Functie | Plica infrapatellaris

Functie

De plica infrapatellaris en de andere twee slijmvliesplooien ontstaan ​​in de embryonale periode en verdwijnen vaak in de volwassenheid. De mucosale plooien hebben geen directe specifieke functie. Wanneer de plica infrapatellaris wordt gemaakt, het vormt een versterkende vezelstreng die zich uitstrekt van de onderkant van de patella door het vetlichaam naar het bot Depressie. Af en toe kan beweging zelfs beperkt zijn. Het kan zwellen en blokkeren kniegewricht, zodat er geen glijdende beweging kan plaatsvinden.

Breuk

De plica infrapatellaris kan in zeldzame gevallen ook scheuren. Een breuk wordt vaak veroorzaakt door overbelasting van de kniegewricht. Spierzwakte of een onbalans van de evenwicht kan het scheuren van verschillende ligamenten van het gewricht of de slijmvliesplooien bevorderen.

In de meeste gevallen wordt echter ook de mediopatellaire plica aangetast. Een breuk kan gepaard gaan met pijn, zwelling van de plica en het hele gewricht. MRI-beelden laten vaak een verdikking van de slijmvliesplooi zien.

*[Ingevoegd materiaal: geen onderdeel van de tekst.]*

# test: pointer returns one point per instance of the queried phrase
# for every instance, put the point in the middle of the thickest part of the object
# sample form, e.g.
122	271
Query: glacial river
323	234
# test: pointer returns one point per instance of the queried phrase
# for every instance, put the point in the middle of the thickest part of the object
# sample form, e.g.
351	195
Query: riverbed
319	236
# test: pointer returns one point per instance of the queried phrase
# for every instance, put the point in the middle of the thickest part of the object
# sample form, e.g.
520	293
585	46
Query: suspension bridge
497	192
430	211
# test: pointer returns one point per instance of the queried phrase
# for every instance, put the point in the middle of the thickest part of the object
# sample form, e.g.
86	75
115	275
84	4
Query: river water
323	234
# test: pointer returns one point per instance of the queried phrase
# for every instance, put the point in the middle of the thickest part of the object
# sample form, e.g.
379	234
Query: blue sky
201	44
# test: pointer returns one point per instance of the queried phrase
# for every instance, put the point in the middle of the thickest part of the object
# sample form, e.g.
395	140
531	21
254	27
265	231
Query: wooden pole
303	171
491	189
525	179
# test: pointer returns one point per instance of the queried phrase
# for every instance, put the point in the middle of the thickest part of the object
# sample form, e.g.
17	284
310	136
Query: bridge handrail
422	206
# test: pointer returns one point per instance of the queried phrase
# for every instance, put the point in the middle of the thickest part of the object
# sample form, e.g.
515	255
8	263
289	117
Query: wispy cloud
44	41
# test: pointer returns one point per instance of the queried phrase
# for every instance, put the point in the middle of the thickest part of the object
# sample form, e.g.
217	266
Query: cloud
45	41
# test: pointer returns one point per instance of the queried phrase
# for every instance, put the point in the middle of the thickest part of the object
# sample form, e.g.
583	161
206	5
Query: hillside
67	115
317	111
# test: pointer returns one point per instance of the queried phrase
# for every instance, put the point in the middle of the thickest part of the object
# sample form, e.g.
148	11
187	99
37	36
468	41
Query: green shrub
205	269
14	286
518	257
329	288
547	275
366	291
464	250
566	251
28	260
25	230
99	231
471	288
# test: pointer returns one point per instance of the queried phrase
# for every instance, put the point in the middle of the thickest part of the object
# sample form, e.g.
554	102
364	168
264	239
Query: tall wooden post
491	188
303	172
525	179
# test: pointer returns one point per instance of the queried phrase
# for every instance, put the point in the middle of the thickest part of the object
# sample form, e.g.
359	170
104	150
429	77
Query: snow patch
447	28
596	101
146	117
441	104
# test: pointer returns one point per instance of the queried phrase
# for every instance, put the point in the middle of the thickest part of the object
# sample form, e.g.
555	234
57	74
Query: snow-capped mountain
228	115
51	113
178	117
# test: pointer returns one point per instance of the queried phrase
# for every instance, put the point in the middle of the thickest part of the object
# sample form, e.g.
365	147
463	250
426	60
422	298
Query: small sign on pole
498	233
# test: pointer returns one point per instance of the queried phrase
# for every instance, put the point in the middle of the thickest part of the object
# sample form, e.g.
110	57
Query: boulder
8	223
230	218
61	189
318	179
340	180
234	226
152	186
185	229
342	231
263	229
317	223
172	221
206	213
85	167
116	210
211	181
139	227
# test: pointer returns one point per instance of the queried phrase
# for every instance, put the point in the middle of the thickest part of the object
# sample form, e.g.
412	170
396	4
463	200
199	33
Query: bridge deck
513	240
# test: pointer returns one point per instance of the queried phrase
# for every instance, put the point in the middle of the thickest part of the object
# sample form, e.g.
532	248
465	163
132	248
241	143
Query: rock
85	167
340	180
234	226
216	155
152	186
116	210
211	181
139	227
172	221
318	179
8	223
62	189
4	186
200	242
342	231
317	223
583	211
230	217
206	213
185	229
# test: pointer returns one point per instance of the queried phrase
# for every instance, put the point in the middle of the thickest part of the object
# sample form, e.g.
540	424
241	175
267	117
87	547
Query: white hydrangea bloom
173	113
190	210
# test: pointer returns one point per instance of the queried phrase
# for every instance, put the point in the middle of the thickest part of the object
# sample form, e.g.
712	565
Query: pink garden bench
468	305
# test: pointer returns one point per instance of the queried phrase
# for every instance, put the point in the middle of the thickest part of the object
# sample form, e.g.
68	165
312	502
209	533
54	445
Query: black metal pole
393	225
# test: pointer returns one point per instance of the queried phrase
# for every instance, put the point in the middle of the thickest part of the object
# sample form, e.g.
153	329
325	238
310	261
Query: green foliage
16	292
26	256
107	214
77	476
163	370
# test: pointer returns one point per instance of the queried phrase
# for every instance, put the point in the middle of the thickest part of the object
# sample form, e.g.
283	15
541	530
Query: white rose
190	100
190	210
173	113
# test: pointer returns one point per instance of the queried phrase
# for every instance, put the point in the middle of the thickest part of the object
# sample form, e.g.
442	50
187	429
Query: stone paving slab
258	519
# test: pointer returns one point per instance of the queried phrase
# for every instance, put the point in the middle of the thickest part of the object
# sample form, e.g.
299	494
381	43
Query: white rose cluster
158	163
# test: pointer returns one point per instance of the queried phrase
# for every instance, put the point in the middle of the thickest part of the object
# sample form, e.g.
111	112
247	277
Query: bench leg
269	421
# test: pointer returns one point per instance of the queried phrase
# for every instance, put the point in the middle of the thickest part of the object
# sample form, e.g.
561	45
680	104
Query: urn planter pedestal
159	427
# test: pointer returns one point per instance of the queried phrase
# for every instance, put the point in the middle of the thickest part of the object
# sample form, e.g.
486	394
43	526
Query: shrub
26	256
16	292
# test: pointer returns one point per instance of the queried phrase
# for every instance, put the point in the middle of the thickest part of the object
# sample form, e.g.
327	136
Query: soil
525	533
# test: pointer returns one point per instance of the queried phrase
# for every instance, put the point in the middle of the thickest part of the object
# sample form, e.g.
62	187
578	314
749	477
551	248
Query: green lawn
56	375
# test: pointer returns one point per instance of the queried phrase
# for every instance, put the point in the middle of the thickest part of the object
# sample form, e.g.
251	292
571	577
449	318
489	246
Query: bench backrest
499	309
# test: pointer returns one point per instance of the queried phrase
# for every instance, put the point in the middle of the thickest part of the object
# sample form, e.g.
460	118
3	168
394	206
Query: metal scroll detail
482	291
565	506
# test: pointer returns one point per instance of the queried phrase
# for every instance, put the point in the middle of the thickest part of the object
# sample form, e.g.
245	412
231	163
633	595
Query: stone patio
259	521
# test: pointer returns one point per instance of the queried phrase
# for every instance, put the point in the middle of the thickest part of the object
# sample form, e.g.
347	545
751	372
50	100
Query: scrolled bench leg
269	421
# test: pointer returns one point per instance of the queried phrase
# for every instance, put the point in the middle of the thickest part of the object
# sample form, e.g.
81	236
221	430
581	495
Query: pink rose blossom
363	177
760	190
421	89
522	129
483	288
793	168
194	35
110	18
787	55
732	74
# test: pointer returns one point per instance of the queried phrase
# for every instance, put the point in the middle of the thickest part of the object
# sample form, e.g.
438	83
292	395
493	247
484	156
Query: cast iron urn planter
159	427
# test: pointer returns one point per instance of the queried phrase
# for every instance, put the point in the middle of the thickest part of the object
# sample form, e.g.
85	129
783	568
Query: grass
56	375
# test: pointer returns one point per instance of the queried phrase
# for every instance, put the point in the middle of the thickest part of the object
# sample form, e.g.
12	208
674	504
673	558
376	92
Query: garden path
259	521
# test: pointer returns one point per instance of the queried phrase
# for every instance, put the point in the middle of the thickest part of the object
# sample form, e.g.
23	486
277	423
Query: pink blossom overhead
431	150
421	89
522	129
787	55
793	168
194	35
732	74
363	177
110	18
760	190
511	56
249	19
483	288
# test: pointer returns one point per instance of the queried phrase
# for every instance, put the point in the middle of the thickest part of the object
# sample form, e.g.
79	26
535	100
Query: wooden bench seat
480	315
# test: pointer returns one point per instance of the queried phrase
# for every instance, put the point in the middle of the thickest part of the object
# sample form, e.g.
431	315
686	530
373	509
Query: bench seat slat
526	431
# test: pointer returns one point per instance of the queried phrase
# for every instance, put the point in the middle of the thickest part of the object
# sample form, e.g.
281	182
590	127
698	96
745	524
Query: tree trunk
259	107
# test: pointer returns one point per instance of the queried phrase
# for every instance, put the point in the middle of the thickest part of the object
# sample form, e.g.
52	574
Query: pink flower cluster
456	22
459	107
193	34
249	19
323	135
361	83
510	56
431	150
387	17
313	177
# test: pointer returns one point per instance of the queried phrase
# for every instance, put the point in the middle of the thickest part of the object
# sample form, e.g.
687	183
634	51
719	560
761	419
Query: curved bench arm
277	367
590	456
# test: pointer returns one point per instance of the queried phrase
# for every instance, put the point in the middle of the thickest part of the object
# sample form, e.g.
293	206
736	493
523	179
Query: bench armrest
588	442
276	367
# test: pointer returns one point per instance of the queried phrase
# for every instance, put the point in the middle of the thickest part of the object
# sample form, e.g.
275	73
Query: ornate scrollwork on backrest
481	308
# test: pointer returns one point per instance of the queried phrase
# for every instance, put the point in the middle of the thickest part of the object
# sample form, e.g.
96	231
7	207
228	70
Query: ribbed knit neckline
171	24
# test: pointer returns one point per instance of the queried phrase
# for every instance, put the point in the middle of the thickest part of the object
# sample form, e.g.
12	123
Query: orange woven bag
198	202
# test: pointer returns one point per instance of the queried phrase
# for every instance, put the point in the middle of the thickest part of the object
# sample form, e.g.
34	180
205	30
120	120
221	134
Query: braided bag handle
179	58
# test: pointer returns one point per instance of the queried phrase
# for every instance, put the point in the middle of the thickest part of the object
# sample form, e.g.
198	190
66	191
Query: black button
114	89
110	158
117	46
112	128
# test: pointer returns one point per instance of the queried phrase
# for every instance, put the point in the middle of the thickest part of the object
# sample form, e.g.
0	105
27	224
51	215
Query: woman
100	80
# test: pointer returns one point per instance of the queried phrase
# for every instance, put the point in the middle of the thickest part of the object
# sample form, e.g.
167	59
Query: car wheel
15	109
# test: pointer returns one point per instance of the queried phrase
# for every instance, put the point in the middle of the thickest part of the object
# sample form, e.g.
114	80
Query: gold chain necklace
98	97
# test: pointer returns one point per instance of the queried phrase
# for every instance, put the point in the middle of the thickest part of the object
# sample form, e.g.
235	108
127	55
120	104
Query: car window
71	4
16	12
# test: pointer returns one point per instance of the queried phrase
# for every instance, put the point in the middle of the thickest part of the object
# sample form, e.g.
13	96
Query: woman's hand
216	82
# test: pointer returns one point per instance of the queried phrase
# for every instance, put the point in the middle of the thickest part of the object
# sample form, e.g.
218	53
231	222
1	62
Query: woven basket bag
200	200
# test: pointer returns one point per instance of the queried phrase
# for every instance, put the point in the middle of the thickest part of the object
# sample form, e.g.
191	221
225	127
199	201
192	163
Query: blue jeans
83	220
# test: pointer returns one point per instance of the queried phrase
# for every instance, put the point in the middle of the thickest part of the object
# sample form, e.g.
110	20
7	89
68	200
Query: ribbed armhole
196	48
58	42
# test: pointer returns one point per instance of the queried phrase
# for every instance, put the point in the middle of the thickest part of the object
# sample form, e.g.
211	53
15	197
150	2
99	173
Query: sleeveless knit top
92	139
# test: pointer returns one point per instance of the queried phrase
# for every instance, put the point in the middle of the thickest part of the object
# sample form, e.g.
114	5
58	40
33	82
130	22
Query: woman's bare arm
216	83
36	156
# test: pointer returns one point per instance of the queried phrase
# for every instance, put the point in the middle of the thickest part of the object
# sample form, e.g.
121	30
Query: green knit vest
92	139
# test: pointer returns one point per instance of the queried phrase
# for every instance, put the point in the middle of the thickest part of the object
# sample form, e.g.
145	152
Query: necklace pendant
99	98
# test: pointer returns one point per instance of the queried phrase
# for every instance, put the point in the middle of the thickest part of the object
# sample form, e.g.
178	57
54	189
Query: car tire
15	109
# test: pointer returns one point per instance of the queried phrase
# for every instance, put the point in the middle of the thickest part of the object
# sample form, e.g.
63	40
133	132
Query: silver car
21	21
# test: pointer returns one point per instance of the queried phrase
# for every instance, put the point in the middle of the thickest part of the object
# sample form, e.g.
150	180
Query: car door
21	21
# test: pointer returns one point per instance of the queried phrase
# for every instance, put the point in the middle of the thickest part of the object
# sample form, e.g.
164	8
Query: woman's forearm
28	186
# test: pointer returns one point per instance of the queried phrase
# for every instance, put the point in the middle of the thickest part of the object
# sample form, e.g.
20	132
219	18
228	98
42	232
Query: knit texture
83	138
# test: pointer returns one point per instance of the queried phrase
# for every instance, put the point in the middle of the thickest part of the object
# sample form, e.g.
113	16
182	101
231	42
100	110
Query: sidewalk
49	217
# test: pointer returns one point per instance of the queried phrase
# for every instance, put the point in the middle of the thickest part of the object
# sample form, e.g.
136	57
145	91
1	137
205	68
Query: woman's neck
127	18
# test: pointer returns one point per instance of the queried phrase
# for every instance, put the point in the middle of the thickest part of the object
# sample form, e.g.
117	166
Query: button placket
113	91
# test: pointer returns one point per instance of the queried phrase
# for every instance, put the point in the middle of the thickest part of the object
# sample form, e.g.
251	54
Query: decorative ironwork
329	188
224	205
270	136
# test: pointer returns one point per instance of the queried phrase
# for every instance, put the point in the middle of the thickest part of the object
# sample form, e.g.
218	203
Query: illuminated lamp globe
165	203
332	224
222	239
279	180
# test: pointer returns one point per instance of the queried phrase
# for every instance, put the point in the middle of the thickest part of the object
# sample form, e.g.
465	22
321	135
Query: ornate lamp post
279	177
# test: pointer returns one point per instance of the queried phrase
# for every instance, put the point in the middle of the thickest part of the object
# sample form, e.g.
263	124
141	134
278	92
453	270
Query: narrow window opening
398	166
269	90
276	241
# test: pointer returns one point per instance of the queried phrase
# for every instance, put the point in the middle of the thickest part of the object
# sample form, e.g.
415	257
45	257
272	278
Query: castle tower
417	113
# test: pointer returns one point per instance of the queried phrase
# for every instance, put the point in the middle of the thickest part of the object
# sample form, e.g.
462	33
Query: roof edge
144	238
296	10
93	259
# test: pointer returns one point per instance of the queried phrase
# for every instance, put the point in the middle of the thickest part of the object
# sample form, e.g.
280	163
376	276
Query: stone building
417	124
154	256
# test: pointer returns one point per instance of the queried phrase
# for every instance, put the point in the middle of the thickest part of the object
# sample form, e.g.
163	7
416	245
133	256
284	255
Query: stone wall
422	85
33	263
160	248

Afhankelijk van de ernst van het letsel kan een operatie nodig zijn om de slijmvliesplooien te verwijderen.

MRI

Magnetische resonantie beeldvorming van de kniegewricht is zeer geschikt voor het afbeelden van zacht weefsel zoals spieren en organen. Dit maakt het ook mogelijk om de plica infrapatellaris te detecteren. In de regel wordt het gepresenteerd als een zeer smalle lijn met weinig signaal. Signaalarm betekent dat de structuur donkerder lijkt in vergelijking met het omliggende weefsel. Omdat het vaak alleen zichtbaar is bij gelijktijdige ophoping van vocht in de gewrichtsruimte (effusie), is het moeilijk om een ​​diagnose te stellen met MRI.

OP

De verschillende slijmvliesplooien kunnen in de knie verschillend uitgesproken zijn. Het kan dus af en toe voorkomen dat een rimpel dikker is dan normaal. Dit kan wrijving veroorzaken tijdens beweging, wat ook kan leiden tot beknelling.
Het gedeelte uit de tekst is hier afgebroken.